- Published on
Lightning Arrestor
- Authors
- Name
- Karthik Narasimhan
- @nkarthik
William Grimes reviews Philip Dray's Stealing God's Thunder – yet another book on Benjamin Franklin – for the New York Times. After Walter Isaacson's thorough(ly enjoyable) Benjamin Franklin: An American Life, another Franklin biography sounds redundant, but this “compact and stylishly written” book seems to get away with it by narrowly focusing on one aspect of Franklin: the scientist.
Americans tend to regard Franklin's scientific accomplishments as an interesting sideline. In his own time, however, Franklin was lionized abroad as the man who solved the age-old mystery of lightning, one of nature's most fearsome power displays. It was a great victory for the Enlightenment when Franklin, the backwoods philosopher, snatched the thunderbolts of Zeus and robbed them of their destructive power.
And not surprisingly,
The clergy turned a disapproving eye on Franklin's great invention, the lightning rod. Who was he to disturb the instruments of divine wrath?
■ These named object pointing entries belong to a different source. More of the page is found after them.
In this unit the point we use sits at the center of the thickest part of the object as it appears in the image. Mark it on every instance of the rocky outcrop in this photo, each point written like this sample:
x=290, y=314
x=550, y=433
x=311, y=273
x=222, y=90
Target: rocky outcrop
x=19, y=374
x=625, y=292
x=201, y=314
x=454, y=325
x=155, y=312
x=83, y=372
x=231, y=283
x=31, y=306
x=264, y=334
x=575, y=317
Even Jean-Antoine Nollet, one of France's foremost lightning researchers, warned that it was “as impious to ward off Heaven's lightnings as for a child to ward off the chastening rod of its father.”
Franklin was amused. “Surely the Thunder of Heaven is no more supernatural than the Rain, Hail or Sunshine of Heaven, against the Inconvenience of which we guard by Roofs & Shades without Scruple,” he wrote to a friend.
I'm sure the clergy didn't like this either,
As a child he suggested to his father that if all the meat being salted for the winter meals were blessed at once, it would not be necessary to say grace at each meal, resulting in “a vast saving of time.”
The Franklin Institute's cool Benjamin Franklin page has a list of his inventions among other things.